Based on the physical-chemical properties of the molecule and measurements of its solubility in water and select solvents/lipids, the solubility of the molecule in select lipid vehicles was sufficiently poor that a lipid approach would not lead to a single unit dose. Similarly, based on dissolution rate measurements of a micronized sample, a physiologically based pharmacokinetic (PB/PK) model predicted micronization would not overcome the bioavailability challenge.

To determine the suitability of an amorphous solid dispersion approach to improve the molecule’s bioavailability, an amorphous solubility measurement was performed. This measurement showed a ten-fold improvement in solubility in simulated intestinal fluid (SIF) relative to that of the crystalline compound. By subsequently measuring drug solubility in the presence of select concentration-enhancing polymers, several lead ASD compositions were identified.

These compositions were manufactured on a scalable, small-scale spray dryer and evaluated using in vitro dissolution tests and rapid physical-stability tests. From these evaluations, a 50% drug: Eudragit-L100 formulation was chosen for further scale-up and inclusion into a high-loaded dosage form (HLDF) that contained an equivalent amount of hydroxypropyl methylcellulose acetate succinate (HPMCAS-H) as a concentration-enhancing polymer. Using this composition, the required dose could be administered in a single dosage form that increased exposure in an animal model two-fold relative to the crystalline compound.

In just eight weeks, the technology selection program and drug product development provided a clinical-image formulation and in vivo animal supplies. There was no technology transfer needed from one CDMO to another to create the formulation and drug product – reducing the timeline by months and by extension decreasing development costs.
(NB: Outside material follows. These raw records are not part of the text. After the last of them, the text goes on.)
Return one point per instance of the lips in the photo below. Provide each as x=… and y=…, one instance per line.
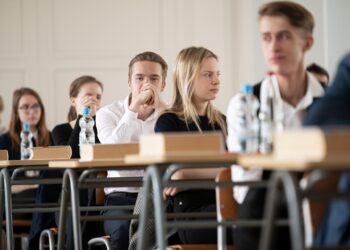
x=276, y=59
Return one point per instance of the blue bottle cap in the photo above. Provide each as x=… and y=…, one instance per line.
x=86, y=111
x=247, y=88
x=26, y=126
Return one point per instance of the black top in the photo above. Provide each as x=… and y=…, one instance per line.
x=5, y=144
x=169, y=122
x=63, y=134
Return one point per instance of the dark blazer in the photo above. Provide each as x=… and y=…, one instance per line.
x=334, y=110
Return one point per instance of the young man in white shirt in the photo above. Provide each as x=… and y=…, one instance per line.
x=286, y=35
x=123, y=122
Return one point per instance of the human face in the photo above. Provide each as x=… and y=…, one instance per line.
x=144, y=72
x=29, y=110
x=89, y=95
x=283, y=45
x=207, y=83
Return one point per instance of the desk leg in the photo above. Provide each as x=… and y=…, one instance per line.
x=8, y=209
x=1, y=205
x=69, y=178
x=152, y=178
x=289, y=184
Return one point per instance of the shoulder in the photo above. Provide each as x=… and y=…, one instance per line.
x=61, y=128
x=111, y=110
x=168, y=121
Identify problems early for a more successful product launch

As outlined in the case studies, solving challenges in early stages is critical to a success product launch. Characterizing the target drug product profile before the clinical stage will help choose enabling technologies and drug delivery platforms among other elements. Pharmaceutical companies and their CDMO partners must work closely to define key problem statements early on to design robust processes for the entire development program, beyond the first stages. Thoughtful processes cut inefficiencies from the bud and prevent them from snowballing to later phases of development. This can potentially save months, if not years, in manufacturing, saving millions of dollars along the way and potentially getting the medicine to the patients who need them sooner.

Technical competence, collaboration and flexibility are vital qualities in a productive partnership. A CDMO partner with a synergetic approach knows how to make the next stage of development more efficient.